You can find the code used below. It takes screenshots from the game window. gets them processed by the trained model and shows the results in a second window on the processed images (grey-scaled and edge detected):


	import cv2
	import mss
	import numpy as np
	from ultralytics import YOLO
	
	#load the trained YOLO segmentation model
	model_path = r"C:\Self-Developed\Projects\gamingAgent\polgyonTestingDataset\runs\segment\train8\weights\best.pt"
	model = YOLO(model_path)
	
	#define the screen capture area
	monitor = {
		"top": 0,
		"left": 0,
		"width": 1280,
		"height": 1024
	}
	
	#class-to-color mapping (adjust class IDs accordingly)
	CLASS_COLORS = {
		0: (0, 255, 0),  # Green for player (class ID 0)
		1: (0, 0, 255),  # Red for enemies (class ID 1)
		2: (255, 255, 255),  # Red for enemies (class ID 1)
		3: (255, 0, 0)   # Blue for gates (class ID 2)
	}
	
	def preprocess_image_for_model(frame):
		#convert to grayscale
		gray = cv2.cvtColor(frame, cv2.COLOR_BGR2GRAY)
		#apply edge detection (adjust thresholds)
		edges = cv2.Canny(gray, 100, 200)
		#convert grayscale edge image to 3-channel format for YOLO input
		edges_3channel = cv2.cvtColor(edges, cv2.COLOR_GRAY2BGR)
		return edges_3channel
	
	def detect_and_display():
		with mss.mss() as sct:
			while True:
				#capture the game screen
				screenshot = sct.grab(monitor)
				original_frame = np.array(screenshot)
				original_frame = cv2.cvtColor(original_frame, cv2.COLOR_BGRA2BGR)
	
				#process frame for model (grayscale + edge detection)
				processed_frame = preprocess_image_for_model(original_frame)
	
				#run segmentation detection with confidence threshold 0.3
				results = model(processed_frame, conf=0.3)
	
				for result in results:
					if result.masks is not None:
						for mask, conf, cls in zip(result.masks.xy, result.boxes.conf, result.boxes.cls):
							mask = np.array(mask, dtype=np.int32)
							class_id = int(cls)
							color = CLASS_COLORS.get(class_id, (255, 255, 255))  #default to white if class not found
	
							#draw mask on the processed frame
							cv2.polylines(processed_frame, [mask], isClosed=True, color=color, thickness=2)
							cv2.fillPoly(processed_frame, [mask], color + (80,))  # Add transparency
	
							#draw labels on the processed frame
							x, y = mask[0][0], mask[0][1]  # Use first polygon point for label position
							label = f"{model.names[class_id]}: {conf:.2f}"
							cv2.putText(processed_frame, label, (int(x), int(y - 10)),
										cv2.FONT_HERSHEY_SIMPLEX, 0.6, color, 2)
	
				#resize for display (matching detection script style)
				resized_frame = cv2.resize(processed_frame, (1280, 1024))
				cv2.imshow("Edge-Detected Segmentation Overlay", resized_frame)
	
				#press 'q' to exit
				if cv2.waitKey(1) & 0xFF == ord('q'):
					break
	
		cv2.destroyAllWindows()
	
	#start the real-time segmentation detection and display
	detect_and_display()

To enable the AI agent to steer the player effectively, it requires one additional piece of information which is the game's boundaries.
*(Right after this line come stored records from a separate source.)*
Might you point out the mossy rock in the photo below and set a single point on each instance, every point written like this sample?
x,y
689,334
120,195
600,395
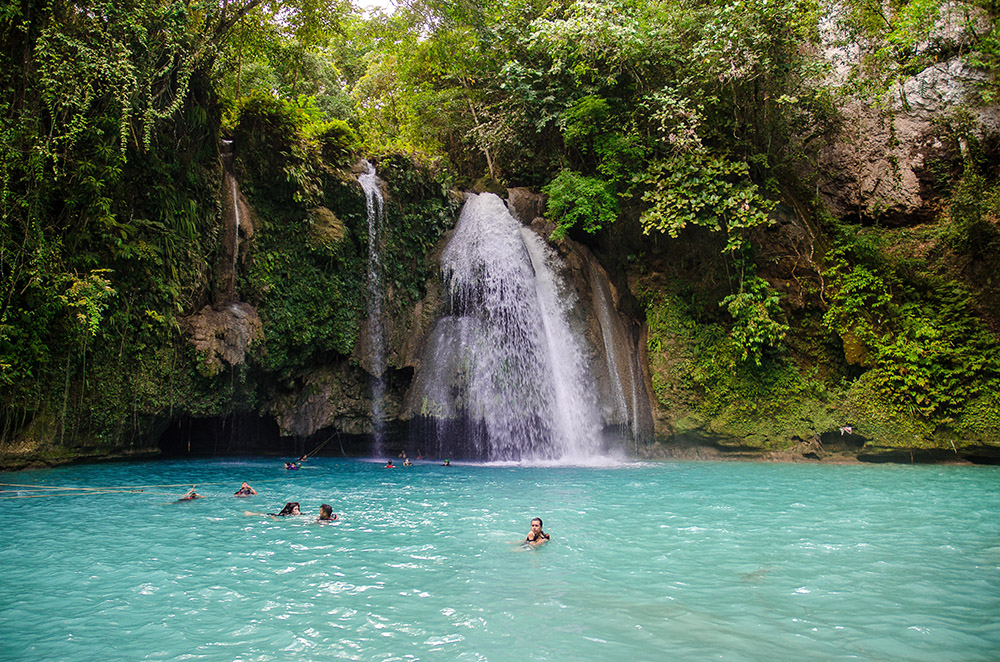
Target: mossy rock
x,y
325,229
Therefore, I had to revisit the labeling process and incorporate the borders before training the CNN again:



Note: You may have noticed that I ignored the multipliers. The reason for this is that I decided to not incorporate those in a first stage for trainig the RL Agent. Multipliers will be collected automatically alongside playing the game. Focusing on collecting them would increase the complexity while my goal is to keep it as simple as possible to the first RL Agent instance.